Yahoo Inc.’s shares were up six per cent in heavy trading on Wednesday, after revenue figures released Tuesday after markets closed showed a surge in profit from its Alibaba unit.
Alibaba Group Holding Ltd., a Chinese internet company, saw its revenue in the fourth quarter jump 66 per cent from a year earlier to $3.06 billion US and profits more than double to $1.35 billion.
Yahoo holds 24 per cent of Alibaba, which is expected to list as early as next week on the New York stock exchange in an IPO that could value the Chinese company at $150 billion to $200 billion.
Yahoo shares were trading at $36.40 at noon, up 6.4 per cent from their close Tuesday and were the most-traded stocks on Nasdaq. At one point, the share price had surged as much as 9 per cent.
Yahoo’s own revenue from internet advertising has been listless, though it has seen some improvement under CEO Marissa Mayer.

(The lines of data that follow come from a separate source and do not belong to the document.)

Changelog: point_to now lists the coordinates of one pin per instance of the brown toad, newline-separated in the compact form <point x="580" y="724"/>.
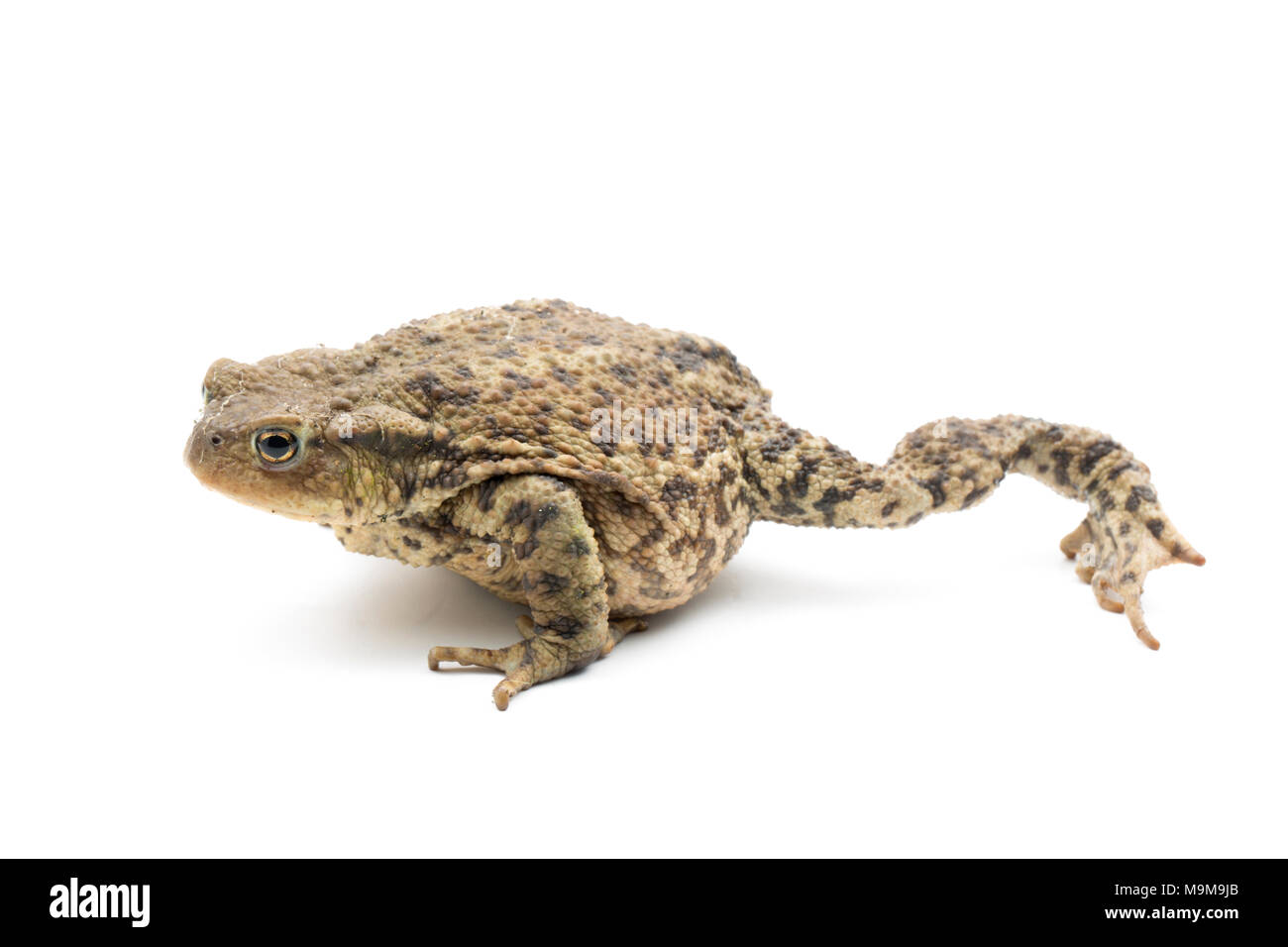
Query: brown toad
<point x="600" y="472"/>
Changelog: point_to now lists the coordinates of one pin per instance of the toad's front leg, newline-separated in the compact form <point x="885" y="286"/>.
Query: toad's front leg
<point x="540" y="522"/>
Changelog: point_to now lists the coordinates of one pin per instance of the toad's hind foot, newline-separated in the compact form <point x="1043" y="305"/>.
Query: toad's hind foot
<point x="1115" y="548"/>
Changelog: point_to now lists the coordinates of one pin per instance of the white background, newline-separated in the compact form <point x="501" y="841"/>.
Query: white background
<point x="890" y="211"/>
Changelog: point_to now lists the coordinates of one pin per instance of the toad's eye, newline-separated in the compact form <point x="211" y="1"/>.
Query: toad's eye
<point x="277" y="446"/>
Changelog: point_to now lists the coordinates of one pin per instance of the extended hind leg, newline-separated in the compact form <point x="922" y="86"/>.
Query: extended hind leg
<point x="954" y="464"/>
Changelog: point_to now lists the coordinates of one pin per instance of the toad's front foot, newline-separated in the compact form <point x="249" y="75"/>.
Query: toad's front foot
<point x="1119" y="543"/>
<point x="523" y="664"/>
<point x="532" y="660"/>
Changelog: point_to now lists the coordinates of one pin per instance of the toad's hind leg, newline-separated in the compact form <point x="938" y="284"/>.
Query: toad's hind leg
<point x="954" y="464"/>
<point x="540" y="522"/>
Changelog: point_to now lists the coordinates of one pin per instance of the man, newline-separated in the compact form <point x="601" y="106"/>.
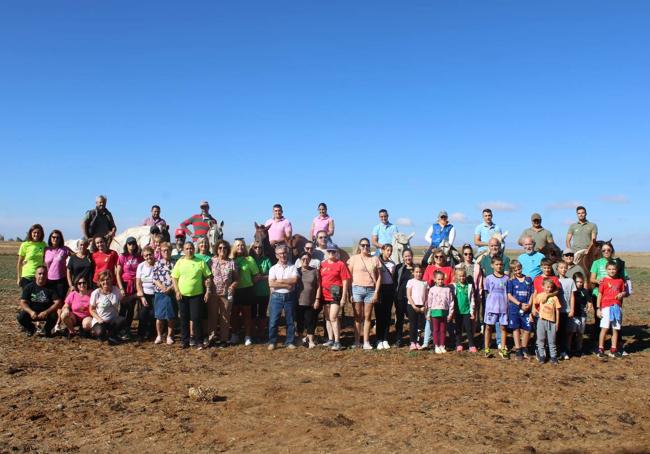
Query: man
<point x="539" y="234"/>
<point x="38" y="303"/>
<point x="531" y="259"/>
<point x="582" y="233"/>
<point x="200" y="222"/>
<point x="485" y="231"/>
<point x="282" y="281"/>
<point x="280" y="229"/>
<point x="99" y="222"/>
<point x="383" y="232"/>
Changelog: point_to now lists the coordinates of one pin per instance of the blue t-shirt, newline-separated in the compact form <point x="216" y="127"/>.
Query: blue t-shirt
<point x="531" y="264"/>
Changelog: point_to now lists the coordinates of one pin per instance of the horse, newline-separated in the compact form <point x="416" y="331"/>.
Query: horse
<point x="401" y="243"/>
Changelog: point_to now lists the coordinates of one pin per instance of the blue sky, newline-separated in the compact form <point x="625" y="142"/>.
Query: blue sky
<point x="412" y="106"/>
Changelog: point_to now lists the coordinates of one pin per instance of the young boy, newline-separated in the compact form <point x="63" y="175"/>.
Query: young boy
<point x="496" y="307"/>
<point x="567" y="299"/>
<point x="548" y="309"/>
<point x="582" y="298"/>
<point x="610" y="302"/>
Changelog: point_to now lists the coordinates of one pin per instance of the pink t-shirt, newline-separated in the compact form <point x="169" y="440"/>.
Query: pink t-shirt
<point x="78" y="304"/>
<point x="55" y="262"/>
<point x="320" y="224"/>
<point x="419" y="291"/>
<point x="278" y="229"/>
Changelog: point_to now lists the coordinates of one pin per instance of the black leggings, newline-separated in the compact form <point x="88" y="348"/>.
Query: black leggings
<point x="382" y="311"/>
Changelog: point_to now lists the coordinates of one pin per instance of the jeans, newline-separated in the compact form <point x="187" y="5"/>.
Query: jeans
<point x="278" y="303"/>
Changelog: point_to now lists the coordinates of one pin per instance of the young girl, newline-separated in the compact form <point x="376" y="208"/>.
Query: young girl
<point x="520" y="290"/>
<point x="464" y="308"/>
<point x="416" y="292"/>
<point x="441" y="310"/>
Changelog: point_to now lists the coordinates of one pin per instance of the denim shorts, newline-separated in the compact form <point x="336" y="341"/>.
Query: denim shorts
<point x="362" y="294"/>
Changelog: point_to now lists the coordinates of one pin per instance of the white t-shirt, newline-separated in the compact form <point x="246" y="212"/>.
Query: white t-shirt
<point x="106" y="306"/>
<point x="145" y="274"/>
<point x="419" y="290"/>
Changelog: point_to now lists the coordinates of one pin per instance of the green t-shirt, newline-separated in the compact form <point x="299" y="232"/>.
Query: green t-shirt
<point x="32" y="253"/>
<point x="262" y="287"/>
<point x="190" y="274"/>
<point x="247" y="268"/>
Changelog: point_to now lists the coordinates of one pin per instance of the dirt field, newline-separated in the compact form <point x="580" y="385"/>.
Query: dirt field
<point x="59" y="395"/>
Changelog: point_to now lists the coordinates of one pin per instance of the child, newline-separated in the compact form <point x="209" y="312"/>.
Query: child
<point x="520" y="290"/>
<point x="416" y="292"/>
<point x="567" y="299"/>
<point x="496" y="306"/>
<point x="548" y="309"/>
<point x="441" y="310"/>
<point x="464" y="308"/>
<point x="582" y="305"/>
<point x="611" y="291"/>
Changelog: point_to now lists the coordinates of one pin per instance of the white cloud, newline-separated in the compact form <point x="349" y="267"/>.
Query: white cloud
<point x="405" y="222"/>
<point x="563" y="205"/>
<point x="498" y="205"/>
<point x="615" y="198"/>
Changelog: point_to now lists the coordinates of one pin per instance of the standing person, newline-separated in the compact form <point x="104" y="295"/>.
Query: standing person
<point x="224" y="283"/>
<point x="99" y="222"/>
<point x="164" y="305"/>
<point x="308" y="291"/>
<point x="190" y="278"/>
<point x="323" y="222"/>
<point x="386" y="297"/>
<point x="30" y="255"/>
<point x="366" y="282"/>
<point x="260" y="304"/>
<point x="403" y="273"/>
<point x="244" y="296"/>
<point x="439" y="231"/>
<point x="485" y="230"/>
<point x="531" y="259"/>
<point x="200" y="223"/>
<point x="541" y="237"/>
<point x="383" y="232"/>
<point x="581" y="233"/>
<point x="127" y="266"/>
<point x="38" y="303"/>
<point x="282" y="281"/>
<point x="80" y="264"/>
<point x="334" y="278"/>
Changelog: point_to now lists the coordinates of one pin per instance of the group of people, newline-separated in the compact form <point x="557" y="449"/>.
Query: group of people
<point x="240" y="291"/>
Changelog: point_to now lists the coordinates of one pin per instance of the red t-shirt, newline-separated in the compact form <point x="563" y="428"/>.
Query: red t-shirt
<point x="104" y="261"/>
<point x="430" y="271"/>
<point x="332" y="273"/>
<point x="608" y="289"/>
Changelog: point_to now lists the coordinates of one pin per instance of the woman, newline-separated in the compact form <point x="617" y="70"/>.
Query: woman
<point x="334" y="278"/>
<point x="244" y="296"/>
<point x="76" y="310"/>
<point x="323" y="222"/>
<point x="127" y="267"/>
<point x="30" y="255"/>
<point x="366" y="282"/>
<point x="309" y="295"/>
<point x="145" y="292"/>
<point x="403" y="272"/>
<point x="191" y="280"/>
<point x="80" y="264"/>
<point x="262" y="291"/>
<point x="224" y="283"/>
<point x="386" y="297"/>
<point x="164" y="304"/>
<point x="104" y="307"/>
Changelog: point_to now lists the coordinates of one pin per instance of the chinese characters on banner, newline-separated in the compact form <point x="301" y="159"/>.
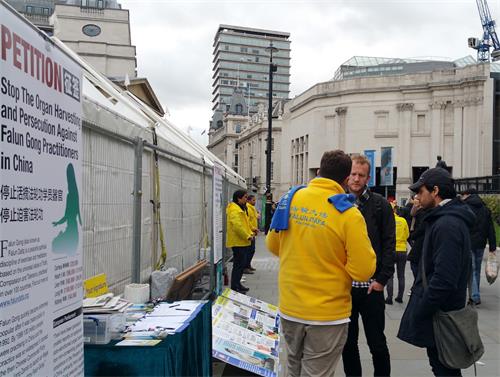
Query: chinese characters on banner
<point x="40" y="198"/>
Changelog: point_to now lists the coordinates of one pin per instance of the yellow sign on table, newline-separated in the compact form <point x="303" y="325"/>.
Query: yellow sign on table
<point x="95" y="286"/>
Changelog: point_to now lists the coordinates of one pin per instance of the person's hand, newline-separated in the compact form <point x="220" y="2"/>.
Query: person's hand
<point x="375" y="286"/>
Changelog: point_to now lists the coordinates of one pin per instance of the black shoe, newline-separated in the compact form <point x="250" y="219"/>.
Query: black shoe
<point x="243" y="288"/>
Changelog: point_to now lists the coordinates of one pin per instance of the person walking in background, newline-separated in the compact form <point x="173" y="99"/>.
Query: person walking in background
<point x="446" y="261"/>
<point x="253" y="217"/>
<point x="368" y="295"/>
<point x="402" y="234"/>
<point x="239" y="237"/>
<point x="482" y="230"/>
<point x="441" y="163"/>
<point x="322" y="243"/>
<point x="417" y="233"/>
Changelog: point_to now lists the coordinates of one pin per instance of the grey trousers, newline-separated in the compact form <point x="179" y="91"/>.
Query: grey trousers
<point x="312" y="350"/>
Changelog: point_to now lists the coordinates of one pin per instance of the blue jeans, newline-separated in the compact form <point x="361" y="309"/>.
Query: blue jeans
<point x="477" y="258"/>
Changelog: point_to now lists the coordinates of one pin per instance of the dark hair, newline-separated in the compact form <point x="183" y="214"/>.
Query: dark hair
<point x="238" y="194"/>
<point x="335" y="165"/>
<point x="445" y="191"/>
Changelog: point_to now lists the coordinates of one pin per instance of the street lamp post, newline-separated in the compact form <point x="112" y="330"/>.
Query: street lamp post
<point x="269" y="196"/>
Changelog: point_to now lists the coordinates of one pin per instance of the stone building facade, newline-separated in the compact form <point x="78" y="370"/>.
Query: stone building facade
<point x="447" y="111"/>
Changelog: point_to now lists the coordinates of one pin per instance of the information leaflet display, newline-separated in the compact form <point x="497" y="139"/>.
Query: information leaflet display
<point x="245" y="336"/>
<point x="218" y="212"/>
<point x="41" y="330"/>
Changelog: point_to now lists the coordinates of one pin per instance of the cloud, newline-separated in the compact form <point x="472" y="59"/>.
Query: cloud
<point x="174" y="39"/>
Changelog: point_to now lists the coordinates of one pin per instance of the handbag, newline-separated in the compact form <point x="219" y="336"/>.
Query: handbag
<point x="456" y="334"/>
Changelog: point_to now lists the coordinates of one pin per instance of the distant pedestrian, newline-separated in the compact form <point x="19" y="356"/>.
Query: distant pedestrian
<point x="322" y="242"/>
<point x="446" y="264"/>
<point x="239" y="237"/>
<point x="402" y="234"/>
<point x="368" y="295"/>
<point x="482" y="231"/>
<point x="441" y="163"/>
<point x="253" y="217"/>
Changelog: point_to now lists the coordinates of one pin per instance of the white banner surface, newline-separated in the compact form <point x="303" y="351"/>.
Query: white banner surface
<point x="40" y="220"/>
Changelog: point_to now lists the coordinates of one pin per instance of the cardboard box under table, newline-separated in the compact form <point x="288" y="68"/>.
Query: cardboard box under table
<point x="187" y="353"/>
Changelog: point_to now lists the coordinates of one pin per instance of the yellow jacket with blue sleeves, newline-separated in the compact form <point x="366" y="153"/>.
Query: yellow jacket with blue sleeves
<point x="238" y="230"/>
<point x="402" y="233"/>
<point x="320" y="253"/>
<point x="252" y="216"/>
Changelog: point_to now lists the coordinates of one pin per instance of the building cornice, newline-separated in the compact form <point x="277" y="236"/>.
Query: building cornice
<point x="242" y="138"/>
<point x="452" y="84"/>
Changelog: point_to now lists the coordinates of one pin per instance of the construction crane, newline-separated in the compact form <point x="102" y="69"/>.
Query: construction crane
<point x="489" y="39"/>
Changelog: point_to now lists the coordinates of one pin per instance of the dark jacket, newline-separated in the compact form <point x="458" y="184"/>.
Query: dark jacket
<point x="416" y="239"/>
<point x="381" y="227"/>
<point x="447" y="262"/>
<point x="483" y="228"/>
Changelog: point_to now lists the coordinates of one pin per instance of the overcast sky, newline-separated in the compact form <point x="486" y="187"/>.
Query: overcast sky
<point x="174" y="40"/>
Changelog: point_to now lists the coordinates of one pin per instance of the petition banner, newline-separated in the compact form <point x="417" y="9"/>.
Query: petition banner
<point x="40" y="219"/>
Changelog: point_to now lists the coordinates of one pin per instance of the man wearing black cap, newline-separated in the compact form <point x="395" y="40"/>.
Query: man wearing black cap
<point x="482" y="231"/>
<point x="446" y="262"/>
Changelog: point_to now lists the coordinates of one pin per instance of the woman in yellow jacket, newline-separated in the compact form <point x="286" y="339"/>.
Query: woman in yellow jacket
<point x="402" y="234"/>
<point x="239" y="237"/>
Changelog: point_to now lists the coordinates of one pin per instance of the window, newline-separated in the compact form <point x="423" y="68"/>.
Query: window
<point x="420" y="123"/>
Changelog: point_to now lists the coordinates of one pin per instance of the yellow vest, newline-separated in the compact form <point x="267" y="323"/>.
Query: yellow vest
<point x="402" y="233"/>
<point x="238" y="226"/>
<point x="320" y="253"/>
<point x="252" y="216"/>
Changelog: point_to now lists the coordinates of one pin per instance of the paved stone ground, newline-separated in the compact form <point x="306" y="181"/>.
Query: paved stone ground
<point x="406" y="360"/>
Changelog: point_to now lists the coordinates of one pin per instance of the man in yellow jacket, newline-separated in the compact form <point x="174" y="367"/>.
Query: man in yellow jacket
<point x="322" y="242"/>
<point x="402" y="234"/>
<point x="239" y="236"/>
<point x="253" y="217"/>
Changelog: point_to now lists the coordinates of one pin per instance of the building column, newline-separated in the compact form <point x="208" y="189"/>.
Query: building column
<point x="458" y="140"/>
<point x="341" y="112"/>
<point x="404" y="150"/>
<point x="436" y="132"/>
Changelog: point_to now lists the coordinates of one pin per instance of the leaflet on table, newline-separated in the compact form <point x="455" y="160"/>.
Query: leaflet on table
<point x="169" y="324"/>
<point x="184" y="309"/>
<point x="138" y="342"/>
<point x="244" y="357"/>
<point x="250" y="301"/>
<point x="242" y="309"/>
<point x="241" y="335"/>
<point x="250" y="324"/>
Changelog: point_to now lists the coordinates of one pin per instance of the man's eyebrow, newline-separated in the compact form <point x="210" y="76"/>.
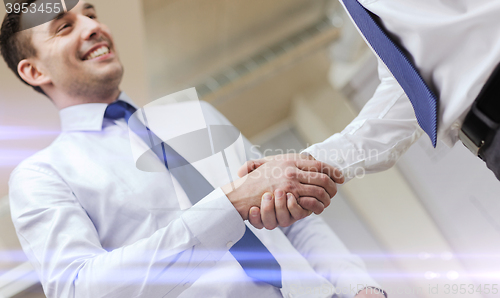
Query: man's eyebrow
<point x="59" y="16"/>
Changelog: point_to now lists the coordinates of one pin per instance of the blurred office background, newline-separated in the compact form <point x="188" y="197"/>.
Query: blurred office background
<point x="287" y="73"/>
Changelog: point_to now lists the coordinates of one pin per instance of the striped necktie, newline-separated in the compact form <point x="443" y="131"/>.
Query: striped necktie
<point x="423" y="100"/>
<point x="255" y="259"/>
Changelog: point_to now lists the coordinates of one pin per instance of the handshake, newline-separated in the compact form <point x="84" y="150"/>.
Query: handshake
<point x="281" y="189"/>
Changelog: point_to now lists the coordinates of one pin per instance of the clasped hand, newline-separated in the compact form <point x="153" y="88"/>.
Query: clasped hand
<point x="279" y="190"/>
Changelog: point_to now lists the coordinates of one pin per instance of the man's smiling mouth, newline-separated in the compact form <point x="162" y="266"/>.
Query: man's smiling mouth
<point x="101" y="51"/>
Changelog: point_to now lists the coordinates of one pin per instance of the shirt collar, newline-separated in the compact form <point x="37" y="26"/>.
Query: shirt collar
<point x="88" y="116"/>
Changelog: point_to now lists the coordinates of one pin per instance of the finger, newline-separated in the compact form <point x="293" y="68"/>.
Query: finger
<point x="254" y="217"/>
<point x="283" y="216"/>
<point x="311" y="204"/>
<point x="267" y="211"/>
<point x="317" y="166"/>
<point x="296" y="211"/>
<point x="318" y="179"/>
<point x="250" y="166"/>
<point x="323" y="198"/>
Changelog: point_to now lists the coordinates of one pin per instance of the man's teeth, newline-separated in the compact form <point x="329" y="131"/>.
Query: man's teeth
<point x="99" y="52"/>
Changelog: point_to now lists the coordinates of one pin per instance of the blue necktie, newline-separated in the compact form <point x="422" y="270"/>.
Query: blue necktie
<point x="422" y="98"/>
<point x="249" y="251"/>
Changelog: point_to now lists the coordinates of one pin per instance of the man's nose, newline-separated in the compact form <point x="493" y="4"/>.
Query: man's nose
<point x="91" y="28"/>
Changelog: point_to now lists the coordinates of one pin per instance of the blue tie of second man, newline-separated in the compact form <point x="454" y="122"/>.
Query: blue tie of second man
<point x="255" y="259"/>
<point x="423" y="100"/>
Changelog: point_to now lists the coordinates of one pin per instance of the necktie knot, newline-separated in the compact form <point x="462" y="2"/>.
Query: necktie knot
<point x="119" y="109"/>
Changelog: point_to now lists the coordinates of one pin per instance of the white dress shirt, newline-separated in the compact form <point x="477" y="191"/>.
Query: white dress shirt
<point x="455" y="45"/>
<point x="93" y="225"/>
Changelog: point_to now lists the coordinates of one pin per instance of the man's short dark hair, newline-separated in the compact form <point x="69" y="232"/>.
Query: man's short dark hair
<point x="16" y="45"/>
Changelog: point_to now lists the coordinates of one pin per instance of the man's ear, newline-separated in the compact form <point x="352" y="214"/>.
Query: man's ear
<point x="30" y="73"/>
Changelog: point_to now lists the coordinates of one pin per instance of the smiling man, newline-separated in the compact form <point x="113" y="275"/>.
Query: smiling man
<point x="93" y="225"/>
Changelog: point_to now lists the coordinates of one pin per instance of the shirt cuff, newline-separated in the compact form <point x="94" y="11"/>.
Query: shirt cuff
<point x="215" y="222"/>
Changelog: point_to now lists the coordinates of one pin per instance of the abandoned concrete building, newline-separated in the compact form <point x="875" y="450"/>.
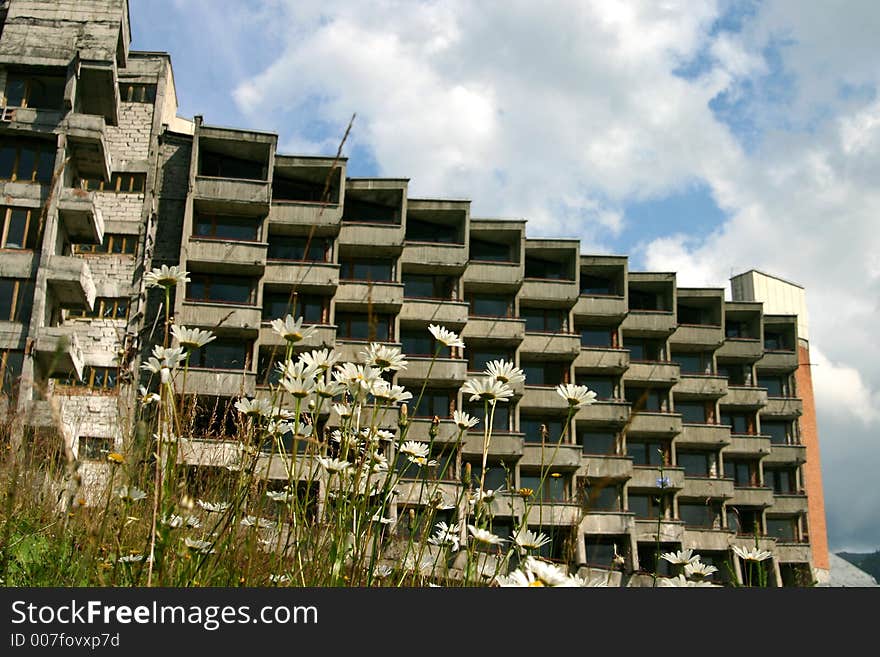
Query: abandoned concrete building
<point x="102" y="181"/>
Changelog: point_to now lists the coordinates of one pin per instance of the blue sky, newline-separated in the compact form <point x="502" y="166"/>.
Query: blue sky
<point x="705" y="137"/>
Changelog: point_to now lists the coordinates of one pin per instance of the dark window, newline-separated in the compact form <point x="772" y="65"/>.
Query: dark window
<point x="426" y="286"/>
<point x="37" y="91"/>
<point x="692" y="412"/>
<point x="283" y="247"/>
<point x="744" y="473"/>
<point x="697" y="362"/>
<point x="314" y="309"/>
<point x="648" y="452"/>
<point x="119" y="183"/>
<point x="695" y="464"/>
<point x="546" y="373"/>
<point x="434" y="401"/>
<point x="226" y="166"/>
<point x="484" y="251"/>
<point x="547" y="320"/>
<point x="113" y="244"/>
<point x="648" y="507"/>
<point x="699" y="514"/>
<point x="94" y="448"/>
<point x="740" y="423"/>
<point x="598" y="336"/>
<point x="531" y="427"/>
<point x="547" y="269"/>
<point x="605" y="387"/>
<point x="648" y="400"/>
<point x="642" y="349"/>
<point x="601" y="549"/>
<point x="363" y="326"/>
<point x="363" y="269"/>
<point x="419" y="342"/>
<point x="478" y="358"/>
<point x="18" y="228"/>
<point x="137" y="93"/>
<point x="11" y="361"/>
<point x="16" y="300"/>
<point x="104" y="308"/>
<point x="501" y="421"/>
<point x="227" y="227"/>
<point x="498" y="475"/>
<point x="221" y="289"/>
<point x="782" y="480"/>
<point x="27" y="160"/>
<point x="426" y="231"/>
<point x="223" y="354"/>
<point x="361" y="211"/>
<point x="598" y="442"/>
<point x="554" y="488"/>
<point x="783" y="529"/>
<point x="593" y="284"/>
<point x="490" y="305"/>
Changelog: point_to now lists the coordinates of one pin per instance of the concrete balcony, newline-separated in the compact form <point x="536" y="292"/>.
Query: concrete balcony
<point x="497" y="276"/>
<point x="433" y="255"/>
<point x="303" y="276"/>
<point x="710" y="540"/>
<point x="551" y="454"/>
<point x="671" y="531"/>
<point x="323" y="337"/>
<point x="649" y="322"/>
<point x="598" y="359"/>
<point x="444" y="370"/>
<point x="224" y="383"/>
<point x="705" y="487"/>
<point x="741" y="445"/>
<point x="216" y="453"/>
<point x="648" y="478"/>
<point x="752" y="496"/>
<point x="227" y="256"/>
<point x="549" y="513"/>
<point x="741" y="397"/>
<point x="83" y="221"/>
<point x="371" y="235"/>
<point x="550" y="291"/>
<point x="652" y="372"/>
<point x="604" y="413"/>
<point x="58" y="352"/>
<point x="788" y="504"/>
<point x="607" y="522"/>
<point x="698" y="385"/>
<point x="88" y="146"/>
<point x="500" y="329"/>
<point x="557" y="344"/>
<point x="245" y="320"/>
<point x="70" y="279"/>
<point x="600" y="307"/>
<point x="450" y="314"/>
<point x="778" y="361"/>
<point x="324" y="217"/>
<point x="654" y="424"/>
<point x="381" y="296"/>
<point x="743" y="349"/>
<point x="500" y="444"/>
<point x="611" y="467"/>
<point x="544" y="398"/>
<point x="699" y="335"/>
<point x="233" y="191"/>
<point x="704" y="435"/>
<point x="783" y="407"/>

Display ad revenue crept up by two per cent from the same time last year in the first quarter, the first improvement in three years. It is still well behind competitors such as Google and Facebook in grabbing internet advertising and it has been left behind on mobile use.
"We believe we are moving from our core business being in decline to modest or stable growth," Mayer said in a video conference call.
Yahoo earned $312 million US, or 29 cents per share, in the first quarter, down 20 per cent from $390 million, or 35 cents per share, in the same period last year.
But its $1 billion investment in Alibaba, made in 2005, is proving to be a substantial windfall and has made Yahoo attractive to the markets.
Alibaba has built a thriving e-commerce platform in China, one of the world’s largest retail markets, and the revenue figures released along with Yahoo’s results prove it has a business model that works.
It is expected to file a prospectus as early as Monday for its share sale, which could be the largest since the Facebook listing in 2012, Reuters reported.
Anticipated gain from the Alibaba investment is the main reason Yahoo's stock has more than doubled since Yahoo hired Mayer from Google in July 2012, according to stock analysts.
The other reason Yahoo looks good is its investment in Yahoo Japan, a joint venture with Softbank which also has a strong e-commerce component, said Macquarie Securities analyst Benjamin Schachter.
Yahoo's stakes in Alibaba and Yahoo Japan are worth nearly $29 per share, Schachter said.